Dom Rafael, por exemplo, pai de Santiago, que apesar de ter dias calmos e lentos refletindo sobre do que escaparam, e mesmo pensando no filho, ainda assim arranja uma namorada para completar sua vida. Ou como a pequena Beatriz, que apesar de não entender porque se mudaram e porque seu pai é um preso político, sua vida não para, as estações continuam passando e ela continua crescendo. Ao ponto em que é possível visualizar que a cada nova redação construída pela garota, por mais banal que seu assunto seja, é seu método de lidar com o que está acontecendo em sua mente limitada de compreensão. Por isso, não é de se assustar que a menina dos olhos de Santiago, suspeite que Graciela e Rolando sejam mais do que amigos em comum.
Se tratando de Graciela, é incrível como Benedetti consegue trabalhar muito bem com uma das questões mais controversas quando se trata do papel da esposa do homem encarcerado. Ela tem o direito de seguir em frente quando o seu marido está atrás das grades? Ou ela deve ficar presa no tempo o esperando?
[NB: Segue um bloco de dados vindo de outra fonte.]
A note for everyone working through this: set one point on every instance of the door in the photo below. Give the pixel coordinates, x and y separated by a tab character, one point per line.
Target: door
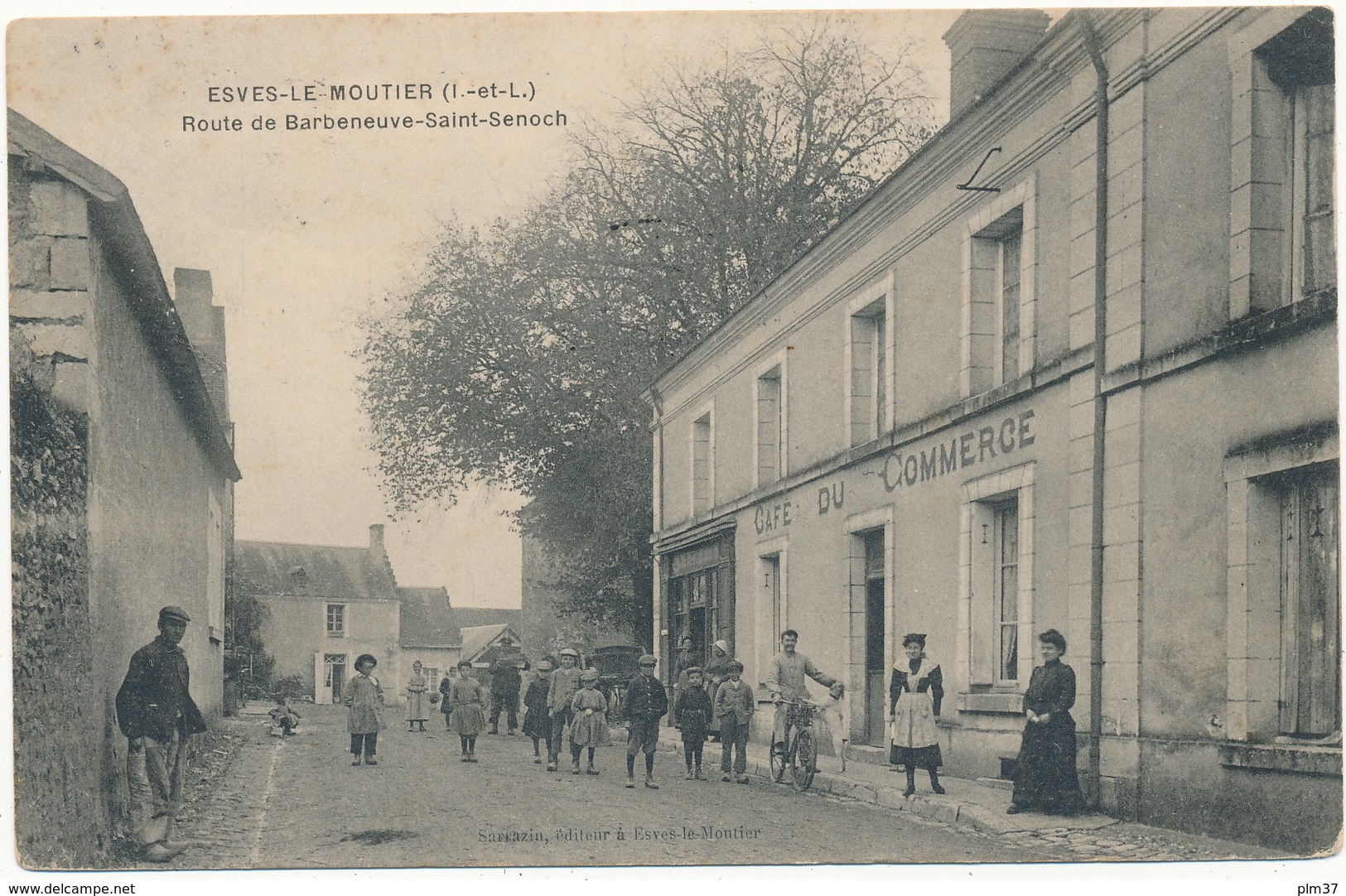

Nos casos mais românticos, com o intuito de satisfazer a necessidade dos finais felizes, a mulher aguarda o tempo que for preciso, pois nem mesmo o tempo deve ser forte o suficiente para acabar com o amor, e quando acaba, isso quer dizer que ele não era amor verdadeiro.
Deixando esse conceito romântico ultrapassado de lado, Benedetti transporta as emoções de Graciela com clareza quando ela conversa com Dom Rafael sobre seu impasse. Ela não deixou de amar Santiago, o tempo não os separou, ela leva seus sentimentos em consideração, sua situação atual e como nada, mesmo com a volta de Santiago, seria mais do mesmo. Essa decisão não se configura culposa em nenhuma direção, sentimentos esvaem sem qualquer explicação.
Graciosamente o tópico do “devemos ou não” contar a Santiago sobre o caso de Graciela com Rolando é decidido, eles se abstêm de contar a notícia a um homem que já luta todos os dias para continuar com as esperanças vivas, que está em um local com celas o impedindo de viver junto a outros por suas decisões políticas. Porém essa decisão não se torna mais fácil de ser aceita pelo leitor, quando o próprio Santiago descreve sentir que algo não está lhe sendo transmitido. É então, que a falta do conhecimento de como suas cartas são respondidas parece tão vital.
Entrelaçado com o romance, as exposições pessoais do autor são também colocadas como capítulos da história, e por mais difícil que seja acreditar, elas não interrompem o fluxo do livro, pelo contrário, seus relatos dão maior severidade a todo o ciclo que Santiago precisou passar para chegar onde está. É possível compreender que os meios ditatoriais utilizam do medo, da tortura e dos direitos policiais para colocar seus alvos contra a parede, ao ponto de precisarem escolher entre a morte ou o exílio.
Contrastando com o título escolhido e também a capa escolhida pela publicação da Editora Alfaguara, acredito que o buraco representado pela bala, seja uma forma de representar a ditadura militar, e como a partir dela, a visão do mundo de Santiago (e também dos outros personagens) é estilhaçada em diferentes pedaços, levando consigo a primavera que é tão almejada no livro. Não a estação, que se passa por muitas vezes antes que Santiago consiga reencontrar a família, mas a sensação do florescer e da mudança que a primavera trás, pois todos eles já se encontravam em um inverno eterno.